10. Judge Bartlett therefore concluded that the full requirements of paragraph 15A of the EEA Regulations were met and allowed the appeal under those Regulations.
11. The respondent’s first ground was that the judge erred in his conclusion that the appellant could be considered to be a primary carer under Regulation 15A(7). The grounds at paragraphs 6 to 8 argue that as the appellant is abroad his contact is only indirect and that he could not be said to have a “measure of actual physical custody of the child in question and the sharing of day-to-day tasks”. The grounds also state that “it is wholly unrealistic to suggest that a stepfather in Ghana has equal responsibility over these matters with the mother who was living with the child in the UK”.

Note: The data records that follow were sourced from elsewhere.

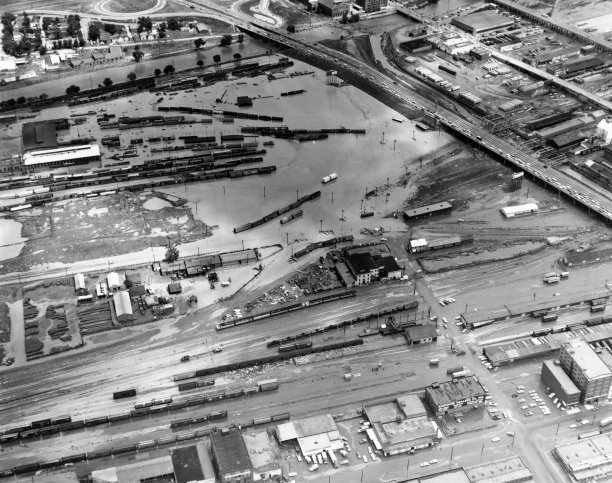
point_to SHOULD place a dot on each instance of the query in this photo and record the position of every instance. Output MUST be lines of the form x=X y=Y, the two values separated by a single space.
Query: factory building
x=230 y=457
x=423 y=211
x=586 y=369
x=333 y=8
x=38 y=135
x=457 y=395
x=370 y=6
x=518 y=210
x=480 y=22
x=558 y=381
x=64 y=156
x=362 y=267
x=123 y=306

12. I did not accept that this ground had merit as it appeared to me to amount only to a disagreement with the findings of First-tier Tribunal Judge Bartlett. When reaching his conclusion he assessed the relevant evidence and reached a finding open to him on the basis of that evidence. The respondent’s argument does not suggest that the judge omitted to consider a material piece of evidence and the challenge must therefore show perversity in his conclusion that the appellant shares joint primary care for Gabrielle. Given the materials before him, including the oral evidence he heard from Ms Egwuenu, it is not my view that he can be said to have made an irrational or perverse decision in concluding that the appellant was the equal primary carer for the child. Where that is so the respondent’s first ground of challenge fails and the judge’s finding that the appellant is a joint primary carer, qualifying under Regulation 15A(7) and therefore paragraph 15A(2)(a) stands.
13. The respondent also challenges the finding that Ms Asamoah and Gabrielle would be forced to leave the UK if the appellant’s right of residence were not recognised. The respondent maintained that they had managed without him being granted a family permit for many years so it could not be shown that they would be forced to leave now.

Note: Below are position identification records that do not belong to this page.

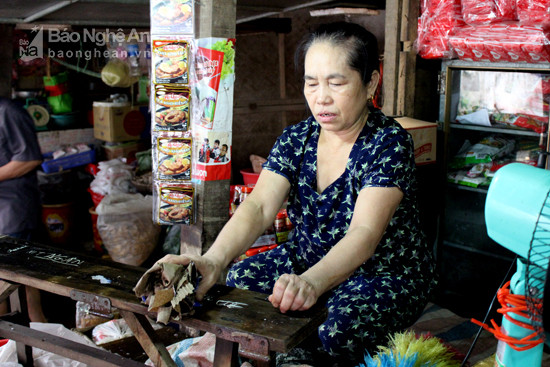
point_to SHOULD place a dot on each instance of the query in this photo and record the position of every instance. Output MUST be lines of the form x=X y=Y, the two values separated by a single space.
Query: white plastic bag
x=43 y=358
x=8 y=354
x=126 y=228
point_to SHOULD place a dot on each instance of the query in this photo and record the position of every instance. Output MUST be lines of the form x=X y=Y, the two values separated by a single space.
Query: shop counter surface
x=235 y=316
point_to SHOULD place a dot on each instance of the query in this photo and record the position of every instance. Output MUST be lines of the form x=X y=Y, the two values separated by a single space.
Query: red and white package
x=488 y=11
x=506 y=41
x=533 y=11
x=438 y=20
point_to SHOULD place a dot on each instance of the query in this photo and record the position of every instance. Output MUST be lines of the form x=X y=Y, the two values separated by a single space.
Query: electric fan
x=517 y=214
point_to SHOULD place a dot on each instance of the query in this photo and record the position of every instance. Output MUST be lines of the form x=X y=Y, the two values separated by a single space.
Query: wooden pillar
x=400 y=57
x=213 y=18
x=6 y=59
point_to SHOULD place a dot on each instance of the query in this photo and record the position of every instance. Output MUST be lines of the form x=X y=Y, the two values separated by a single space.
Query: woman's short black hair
x=361 y=44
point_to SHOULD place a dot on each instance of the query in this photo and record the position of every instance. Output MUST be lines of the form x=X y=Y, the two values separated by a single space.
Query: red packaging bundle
x=533 y=11
x=488 y=11
x=438 y=20
x=507 y=41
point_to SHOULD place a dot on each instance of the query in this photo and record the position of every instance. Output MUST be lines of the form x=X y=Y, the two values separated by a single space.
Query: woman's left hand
x=294 y=293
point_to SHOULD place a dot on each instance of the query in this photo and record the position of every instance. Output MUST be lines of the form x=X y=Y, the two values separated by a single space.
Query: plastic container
x=70 y=161
x=96 y=197
x=249 y=176
x=65 y=120
x=98 y=243
x=58 y=221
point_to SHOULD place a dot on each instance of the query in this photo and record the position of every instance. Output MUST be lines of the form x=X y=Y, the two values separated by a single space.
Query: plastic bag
x=114 y=177
x=43 y=358
x=193 y=352
x=59 y=99
x=117 y=74
x=8 y=353
x=125 y=226
x=115 y=330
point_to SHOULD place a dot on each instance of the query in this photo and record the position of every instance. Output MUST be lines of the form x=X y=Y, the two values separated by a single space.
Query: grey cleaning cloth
x=169 y=290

14. The difficulty for the respondent here arises from the particular facts of this case. As above, the First-tier Tribunal found the appellant and Ms Egwuenu to be very credible witnesses and accepted their evidence. Their account was that the appellant had been a joint primary carer for Gabrielle for 9 years or so, that is approximately 2007. He was therefore acting a joint primary carer prior to Ms Egwuenu acquiring her derivative right of residence, stated by the respondent in the grounds to be 2011. She obtained her derivative right of residence after the couple became joint primary carers, therefore. The facts before the First-tier Tribunal were not that the appellant became a primary carer only at the time of the marriage in 2013 as suggested in the grounds but many years before that. The appellant falls to have his circumstances considered under Regulation 15A(7A) therefore and is not precluded from doing so by Regulation 15A(7B) as suggested at paragraphs 10 to 11 of the grounds.
15. Regulation 15A (7A) indicates that the correct assessment where the appellant and Ms Egwuenu are joint primary carers is the impact on Gabrielle if both primary carers were not present in the UK. Here, that would mean that Gabrielle would be unable to remain, Regulation 15A(2)(b)(iii) being met as a result. Judge Bartlett’s approach in [17] does not follow that set down by Regulation 15A(7A) as he does not expressly assess what would happen if both parents were unable to exercise a derivative right of residence in the UK. No material error arises, however, as he reached the same conclusion, that Gabrielle would be unable to remain in the UK.
16. For these reasons, I did not find that the decision of the First-tier Tribunal was in error.

Notice of Decision
17. The decision of the First-tier Tribunal does not disclose an error on a point of law and shall stand.